Transcendentalism was also an ethical guide to life for a young nation of America.
New England Transcendentalism is important to American literature at least for two reasons. On the one hand, it is represented by two major writers of the country----Emerson and Thoreau. On the other hand, a new group of writers under the influence of Emerson and Thoreau began to apply transcendental ideas in their works.

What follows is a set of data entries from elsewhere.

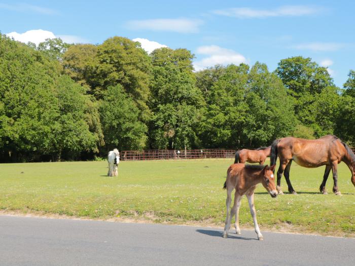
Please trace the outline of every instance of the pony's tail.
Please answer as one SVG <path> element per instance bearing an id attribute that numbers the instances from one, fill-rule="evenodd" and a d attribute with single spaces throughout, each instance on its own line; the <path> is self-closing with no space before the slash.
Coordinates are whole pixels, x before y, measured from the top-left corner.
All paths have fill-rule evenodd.
<path id="1" fill-rule="evenodd" d="M 279 142 L 279 139 L 275 139 L 271 144 L 270 154 L 270 165 L 271 166 L 276 165 L 276 161 L 277 160 L 277 144 Z"/>
<path id="2" fill-rule="evenodd" d="M 345 157 L 351 164 L 355 165 L 355 154 L 354 154 L 351 149 L 350 148 L 350 147 L 346 145 L 346 143 L 343 142 L 342 141 L 341 142 L 341 144 L 344 145 L 344 147 L 345 148 L 345 150 L 346 151 L 346 153 L 345 154 L 344 157 Z"/>
<path id="3" fill-rule="evenodd" d="M 239 151 L 237 150 L 235 153 L 235 159 L 234 160 L 234 163 L 237 164 L 239 162 Z"/>

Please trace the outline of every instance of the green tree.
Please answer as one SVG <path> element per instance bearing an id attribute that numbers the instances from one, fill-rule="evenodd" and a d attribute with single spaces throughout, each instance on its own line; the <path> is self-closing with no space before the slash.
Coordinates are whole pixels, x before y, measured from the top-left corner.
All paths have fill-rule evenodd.
<path id="1" fill-rule="evenodd" d="M 195 86 L 193 56 L 185 49 L 161 48 L 151 56 L 151 145 L 158 148 L 193 147 L 198 141 L 195 128 L 199 110 L 204 105 L 201 92 Z"/>
<path id="2" fill-rule="evenodd" d="M 327 68 L 297 56 L 281 60 L 275 73 L 294 98 L 299 124 L 311 128 L 316 137 L 332 134 L 339 98 Z"/>
<path id="3" fill-rule="evenodd" d="M 145 146 L 147 127 L 139 121 L 138 108 L 121 85 L 108 88 L 99 111 L 106 150 L 140 149 Z"/>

The transcendentalist movement had a small membership and only lasted for a few years, but it has exerted great impact in the country. As time passes, the term “Transcendentalism” has lost its derogatory sense and become the condensation of American romantic movement in literature of the period. It lasting importance is great. Transcendentalism, however, was never a systematic philosophy. It borrowed from many sources and reconciled few of them. Whenever the demand of logic became too insistent, it turned to mysticism. It became a rationale for the pressure toward expansionism that was already turning people’s minds to the conquest of the West. It resulted far more often in rampant individualism than in a democracy of mutual helpfulness and equal opportunity. The denial of the reality of evil tended to make moral indignation an irrelevant emotion. The failure of transcendentalism as a moral force in American life was its denial of its real spiritual origin. People used it to justify their acquisitiveness and left it up to the principle of compensation to balance the rest of the account.